Was hat Gottlieb Spengler für das Paar getan? Der pensionierte Landwirt ist seit über fünfzig Jahren Rutengänger. Dank ihm haben Nadia und ihr Mann erfahren, dass in ihrer Wohnung direkt unter zwei häufigen Aufenthaltsorten von Nadia Wasseradern verlaufen, welche den Verlust der Embyonenbeeinflusst hatten. Sie veränderte den Schlafplatz, und den Ort der Couch - und drei Monate später konnte sie ihre Zwillinge erfolgreich halten und austragen. 

„Die Fähigkeit ist nicht lernbar, es ist eine Berufung.“
Im Gegensatz zum Pendeln ist die Tätigkeit eines Rutengängers nicht erlernbar. Spengler spürte bereits als junger Mann auf dem Bauernhof seines Vaters, dass er berufen war. „Man sagte mir allerdings, ich solle damit warten bis ich 30 bin.“ Seither hat er sich auf Fruchtbarkeit spezialisiert und wird immer wieder von Familien mit unerfülltem Kinderwunsch gerufen. Seit seiner Pensionierung hilft er ca. 400 Familien pro Jahr, auch im nahen Ausland. Er wird allerdings nicht nur wegen unerfülltem Kinderwunsch gerufen. Häufig werde er auch kontaktiert, wenn es darum geht, ein Objekt zu mieten oder zu kaufen.

Erfolg spricht für ihn
Sein Erfolg ist bemerkenswert. Drei bis vier Monate nach seinen Besuchen wird die Frau in der Regel schwanger. „Ich bekomme ca. 100 Briefe im Jahr von Frauen, die ein Kind geboren haben und sich auf diesem Weg bei mit bedanken.“

Ratschlag des Rutengängers
Bei Schwierigkeiten schwanger zu werden rät der Rutengänger: „Bevor ihr mit Hormonen arbeitet, lasst abklären, ob nicht Wasseradern der Grund für die Unfruchtbarkeit sind. Eine solche Vorgehensweise schadet dem Körper weniger und ist erst noch billiger!“

„Ich habe in meinem Leben kein einziges Inserat gemacht.“
Der Rutengänger wurde ausschliesslich durch Mund-zu-Mund-Propaganda bekannt.
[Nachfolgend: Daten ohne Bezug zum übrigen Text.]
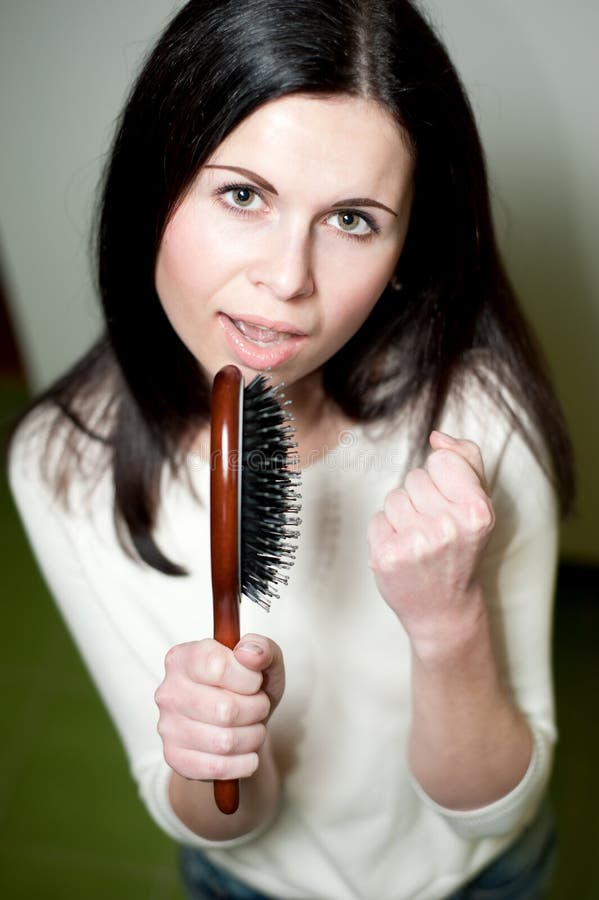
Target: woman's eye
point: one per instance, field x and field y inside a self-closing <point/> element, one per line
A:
<point x="242" y="197"/>
<point x="351" y="223"/>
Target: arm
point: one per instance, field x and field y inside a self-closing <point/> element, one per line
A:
<point x="470" y="744"/>
<point x="214" y="704"/>
<point x="116" y="614"/>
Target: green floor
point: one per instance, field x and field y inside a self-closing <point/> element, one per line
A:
<point x="71" y="826"/>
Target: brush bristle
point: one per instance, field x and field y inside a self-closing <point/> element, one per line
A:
<point x="270" y="492"/>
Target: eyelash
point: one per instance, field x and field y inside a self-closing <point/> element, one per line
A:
<point x="224" y="189"/>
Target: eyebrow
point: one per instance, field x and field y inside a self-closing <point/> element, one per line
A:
<point x="249" y="174"/>
<point x="362" y="201"/>
<point x="341" y="204"/>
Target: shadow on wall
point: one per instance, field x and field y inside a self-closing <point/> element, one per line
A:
<point x="530" y="88"/>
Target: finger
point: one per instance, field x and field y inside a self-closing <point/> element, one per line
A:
<point x="399" y="509"/>
<point x="424" y="494"/>
<point x="213" y="739"/>
<point x="457" y="481"/>
<point x="214" y="706"/>
<point x="261" y="654"/>
<point x="453" y="476"/>
<point x="200" y="766"/>
<point x="208" y="662"/>
<point x="468" y="450"/>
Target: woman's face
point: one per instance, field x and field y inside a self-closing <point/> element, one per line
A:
<point x="288" y="236"/>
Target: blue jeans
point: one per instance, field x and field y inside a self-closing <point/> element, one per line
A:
<point x="522" y="872"/>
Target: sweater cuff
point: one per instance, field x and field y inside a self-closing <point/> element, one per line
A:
<point x="510" y="812"/>
<point x="154" y="790"/>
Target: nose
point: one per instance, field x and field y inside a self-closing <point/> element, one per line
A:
<point x="284" y="264"/>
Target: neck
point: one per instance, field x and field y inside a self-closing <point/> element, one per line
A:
<point x="318" y="420"/>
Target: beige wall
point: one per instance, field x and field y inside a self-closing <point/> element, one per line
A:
<point x="531" y="69"/>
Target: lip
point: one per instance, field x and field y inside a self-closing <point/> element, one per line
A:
<point x="257" y="356"/>
<point x="282" y="327"/>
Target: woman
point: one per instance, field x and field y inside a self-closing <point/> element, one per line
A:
<point x="300" y="187"/>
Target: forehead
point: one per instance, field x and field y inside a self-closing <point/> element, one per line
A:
<point x="346" y="139"/>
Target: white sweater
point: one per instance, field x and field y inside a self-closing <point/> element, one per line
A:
<point x="353" y="823"/>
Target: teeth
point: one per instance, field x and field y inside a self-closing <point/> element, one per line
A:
<point x="267" y="335"/>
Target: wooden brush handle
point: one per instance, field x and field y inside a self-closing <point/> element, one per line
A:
<point x="225" y="487"/>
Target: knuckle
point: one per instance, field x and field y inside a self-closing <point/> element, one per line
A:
<point x="481" y="516"/>
<point x="226" y="711"/>
<point x="225" y="742"/>
<point x="163" y="697"/>
<point x="171" y="658"/>
<point x="216" y="767"/>
<point x="388" y="557"/>
<point x="447" y="530"/>
<point x="174" y="758"/>
<point x="214" y="665"/>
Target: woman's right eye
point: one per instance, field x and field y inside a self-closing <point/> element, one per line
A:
<point x="241" y="197"/>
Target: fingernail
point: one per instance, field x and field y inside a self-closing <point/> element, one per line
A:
<point x="446" y="437"/>
<point x="251" y="647"/>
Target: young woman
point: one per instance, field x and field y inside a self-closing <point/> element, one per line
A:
<point x="300" y="186"/>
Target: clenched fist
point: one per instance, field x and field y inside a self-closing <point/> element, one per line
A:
<point x="426" y="542"/>
<point x="214" y="704"/>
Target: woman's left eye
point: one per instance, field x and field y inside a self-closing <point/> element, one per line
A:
<point x="352" y="223"/>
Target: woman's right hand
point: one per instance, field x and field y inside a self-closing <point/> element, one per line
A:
<point x="214" y="704"/>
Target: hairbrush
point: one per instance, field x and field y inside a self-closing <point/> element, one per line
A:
<point x="254" y="501"/>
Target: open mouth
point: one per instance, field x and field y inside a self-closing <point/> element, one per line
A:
<point x="261" y="343"/>
<point x="262" y="334"/>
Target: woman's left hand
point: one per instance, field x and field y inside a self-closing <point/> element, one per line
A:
<point x="426" y="543"/>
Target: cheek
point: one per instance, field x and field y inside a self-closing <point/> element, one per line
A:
<point x="355" y="301"/>
<point x="177" y="270"/>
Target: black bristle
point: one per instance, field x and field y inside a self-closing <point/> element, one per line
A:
<point x="269" y="491"/>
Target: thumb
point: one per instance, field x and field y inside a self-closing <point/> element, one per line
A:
<point x="259" y="653"/>
<point x="468" y="450"/>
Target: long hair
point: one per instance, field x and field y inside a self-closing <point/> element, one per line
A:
<point x="216" y="63"/>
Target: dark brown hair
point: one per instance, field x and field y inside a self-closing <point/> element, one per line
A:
<point x="216" y="62"/>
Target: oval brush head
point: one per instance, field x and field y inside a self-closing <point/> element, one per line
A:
<point x="254" y="502"/>
<point x="270" y="499"/>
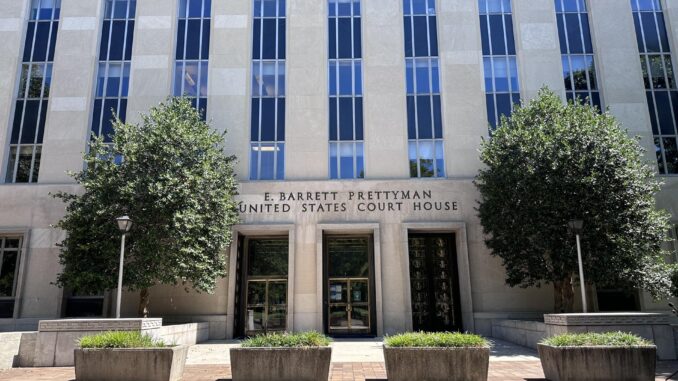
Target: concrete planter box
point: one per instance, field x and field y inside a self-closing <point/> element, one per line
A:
<point x="598" y="363"/>
<point x="148" y="364"/>
<point x="281" y="364"/>
<point x="434" y="364"/>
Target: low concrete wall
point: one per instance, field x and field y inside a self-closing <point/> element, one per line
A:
<point x="652" y="326"/>
<point x="217" y="323"/>
<point x="522" y="332"/>
<point x="17" y="349"/>
<point x="149" y="364"/>
<point x="598" y="363"/>
<point x="57" y="338"/>
<point x="184" y="334"/>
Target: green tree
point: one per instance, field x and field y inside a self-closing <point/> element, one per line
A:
<point x="553" y="162"/>
<point x="170" y="175"/>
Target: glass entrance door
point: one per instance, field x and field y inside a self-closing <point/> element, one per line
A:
<point x="434" y="283"/>
<point x="264" y="286"/>
<point x="349" y="305"/>
<point x="348" y="285"/>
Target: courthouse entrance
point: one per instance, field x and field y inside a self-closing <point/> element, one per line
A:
<point x="434" y="282"/>
<point x="348" y="286"/>
<point x="261" y="285"/>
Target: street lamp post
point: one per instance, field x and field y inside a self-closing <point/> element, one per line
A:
<point x="576" y="227"/>
<point x="124" y="224"/>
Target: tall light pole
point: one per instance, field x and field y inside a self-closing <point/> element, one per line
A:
<point x="124" y="224"/>
<point x="576" y="226"/>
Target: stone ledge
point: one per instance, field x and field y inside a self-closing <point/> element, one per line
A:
<point x="623" y="318"/>
<point x="73" y="325"/>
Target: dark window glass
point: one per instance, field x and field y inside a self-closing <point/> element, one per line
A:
<point x="41" y="42"/>
<point x="664" y="111"/>
<point x="28" y="44"/>
<point x="117" y="41"/>
<point x="256" y="39"/>
<point x="437" y="117"/>
<point x="332" y="40"/>
<point x="16" y="127"/>
<point x="205" y="39"/>
<point x="433" y="34"/>
<point x="345" y="50"/>
<point x="497" y="34"/>
<point x="345" y="119"/>
<point x="574" y="33"/>
<point x="281" y="39"/>
<point x="663" y="37"/>
<point x="411" y="118"/>
<point x="333" y="118"/>
<point x="359" y="118"/>
<point x="587" y="35"/>
<point x="484" y="36"/>
<point x="269" y="39"/>
<point x="424" y="121"/>
<point x="510" y="43"/>
<point x="650" y="31"/>
<point x="193" y="42"/>
<point x="357" y="33"/>
<point x="671" y="154"/>
<point x="420" y="37"/>
<point x="504" y="104"/>
<point x="103" y="47"/>
<point x="268" y="119"/>
<point x="130" y="38"/>
<point x="41" y="122"/>
<point x="281" y="119"/>
<point x="561" y="35"/>
<point x="9" y="260"/>
<point x="30" y="122"/>
<point x="639" y="36"/>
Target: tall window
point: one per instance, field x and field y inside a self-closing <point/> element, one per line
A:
<point x="115" y="54"/>
<point x="267" y="158"/>
<point x="499" y="59"/>
<point x="346" y="95"/>
<point x="660" y="85"/>
<point x="579" y="69"/>
<point x="30" y="111"/>
<point x="10" y="252"/>
<point x="424" y="110"/>
<point x="193" y="49"/>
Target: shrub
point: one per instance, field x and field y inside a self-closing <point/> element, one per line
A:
<point x="436" y="339"/>
<point x="120" y="339"/>
<point x="605" y="339"/>
<point x="287" y="339"/>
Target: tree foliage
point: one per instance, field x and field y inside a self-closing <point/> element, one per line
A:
<point x="171" y="176"/>
<point x="553" y="162"/>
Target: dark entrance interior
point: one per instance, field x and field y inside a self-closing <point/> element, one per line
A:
<point x="616" y="300"/>
<point x="348" y="286"/>
<point x="434" y="282"/>
<point x="261" y="285"/>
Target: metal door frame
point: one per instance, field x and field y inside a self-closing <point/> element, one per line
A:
<point x="372" y="330"/>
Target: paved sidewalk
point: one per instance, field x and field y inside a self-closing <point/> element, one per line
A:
<point x="352" y="360"/>
<point x="499" y="371"/>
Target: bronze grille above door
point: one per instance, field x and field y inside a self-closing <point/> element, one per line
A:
<point x="434" y="282"/>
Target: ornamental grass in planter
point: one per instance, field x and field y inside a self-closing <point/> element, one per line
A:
<point x="603" y="356"/>
<point x="436" y="356"/>
<point x="127" y="356"/>
<point x="303" y="356"/>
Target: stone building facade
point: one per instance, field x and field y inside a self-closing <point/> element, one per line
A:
<point x="356" y="124"/>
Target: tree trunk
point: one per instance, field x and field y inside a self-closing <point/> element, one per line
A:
<point x="144" y="298"/>
<point x="563" y="292"/>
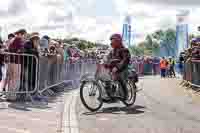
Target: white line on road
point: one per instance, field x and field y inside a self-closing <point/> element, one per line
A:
<point x="69" y="122"/>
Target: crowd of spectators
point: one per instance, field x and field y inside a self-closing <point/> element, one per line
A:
<point x="13" y="72"/>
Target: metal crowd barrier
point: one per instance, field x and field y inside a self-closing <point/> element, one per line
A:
<point x="20" y="73"/>
<point x="191" y="73"/>
<point x="29" y="74"/>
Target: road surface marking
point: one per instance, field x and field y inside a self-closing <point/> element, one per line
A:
<point x="70" y="123"/>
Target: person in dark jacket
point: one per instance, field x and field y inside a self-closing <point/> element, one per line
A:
<point x="119" y="68"/>
<point x="30" y="63"/>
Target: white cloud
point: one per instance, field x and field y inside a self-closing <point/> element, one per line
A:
<point x="94" y="19"/>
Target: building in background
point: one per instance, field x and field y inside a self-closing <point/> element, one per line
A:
<point x="126" y="31"/>
<point x="182" y="36"/>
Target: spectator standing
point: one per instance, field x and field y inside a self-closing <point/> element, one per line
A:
<point x="31" y="47"/>
<point x="163" y="67"/>
<point x="15" y="69"/>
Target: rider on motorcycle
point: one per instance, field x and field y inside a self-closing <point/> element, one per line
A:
<point x="119" y="68"/>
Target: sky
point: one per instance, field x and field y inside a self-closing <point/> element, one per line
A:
<point x="95" y="20"/>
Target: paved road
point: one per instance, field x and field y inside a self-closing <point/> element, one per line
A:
<point x="38" y="117"/>
<point x="161" y="107"/>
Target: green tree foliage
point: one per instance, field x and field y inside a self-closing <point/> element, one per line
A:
<point x="159" y="43"/>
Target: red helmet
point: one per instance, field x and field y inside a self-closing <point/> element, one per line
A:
<point x="116" y="36"/>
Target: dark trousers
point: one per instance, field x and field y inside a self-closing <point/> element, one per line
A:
<point x="172" y="71"/>
<point x="163" y="72"/>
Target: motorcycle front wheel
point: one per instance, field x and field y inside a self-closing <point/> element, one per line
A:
<point x="91" y="95"/>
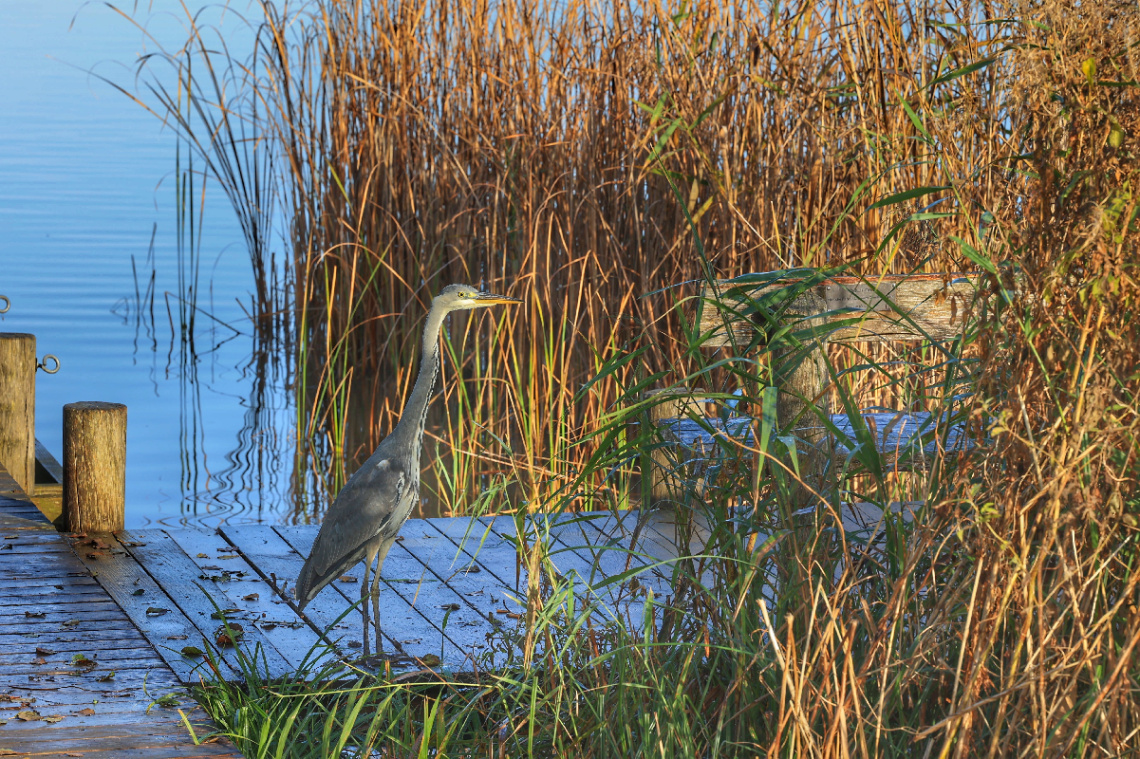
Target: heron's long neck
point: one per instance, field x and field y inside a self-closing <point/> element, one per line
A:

Auf die Publikumsfrage, woran man einen vertrauenswürdigen und kompetenten Rutengänger erkenne, antwortet Spengler: „Wenn jemand viel Werbung für sich macht und teure Utensilien zu verkaufen versucht, rate ich, die Finger davon zu lassen.“

Wer gerne mehr über Gottlieb Spengler aus Schaffhausen und seine Tätigkeit als Rutengänger erfahren möchte, kann sich einen Fernsehbeitrag aus dem Jahr 2001 anschauen.

 

Fruchtbarkeit unterstützen mit Shiatsu

Shiatsu-Therapeutin: Veronika Rüfenacht

Die direkte Umsetzung im Shiatsu-Alltag dessen, was im Verlaufe des informationsreichen Tages vermittelt wurde, demonstriert Veronika Rüfenacht anhand einer Behandlung mit einer direktbetroffenen jungen Frau. 
Wie die Kongressteilnehmenden erfahren haben, ist Chong Mai der Schlüsselmeridian zur Behandlung von Fruchtbarkeitsstörungen bei Frauen. Veronika Rüfenacht zeigt den Anwesenden, wie dies in der Shiatsu-Praxis direkt umgesetzt werden kann.

Vorgespräch
Als Einstieg führt sie mit ihrer Klientin ein Vorgespräch. In diesem erzählt die junge Frau offen und reich an nützlichen Hintergrundinformationen die gemeinsame Geschichte mit ihrem Ehemann, über ihre Menstruationsbeschwerden, über weitere gesundheitliche Probleme sowie über ihren emotionalen Zustand.
Im Gespräch klärt die erfahrende Therapeutin auch ab, woher der Kinderwunsch kommt, wie sie sich als zukünftige Mutter sieht und was für Gefühle sie damit verbindet.

Behandlung auf dem Futon
Nachdem sich die Klientin in eine ihr angenehme, liegende Position gebracht hat, bereitet sich Veronika Rüfenacht mental auf die Behandlung vor. Nach dem Leitsatz „Medizin ist Absicht“ formuliert sie für sich – und zur Demonstration für die Anwesenden – die Absicht, in Kontakt mit der Energie des ausserordentlichen Gefässes Chong Mai treten zu können. Dies geschieht über den Öffnungs- und Koppelungspunkt Perikard 6 und Milz 4. Chong Mai stellt die Verbindung zwischen dem Herzen und dem Uterus her.

Nach der Behandlung
Die Klientin hat sich, für alle sichtbar, wesentlich verändert. Ihr Bauch, der zuvor gespannt, eher kühl und leicht feucht war, ist mittlerweile weicher geworden und fühlt sich warm an.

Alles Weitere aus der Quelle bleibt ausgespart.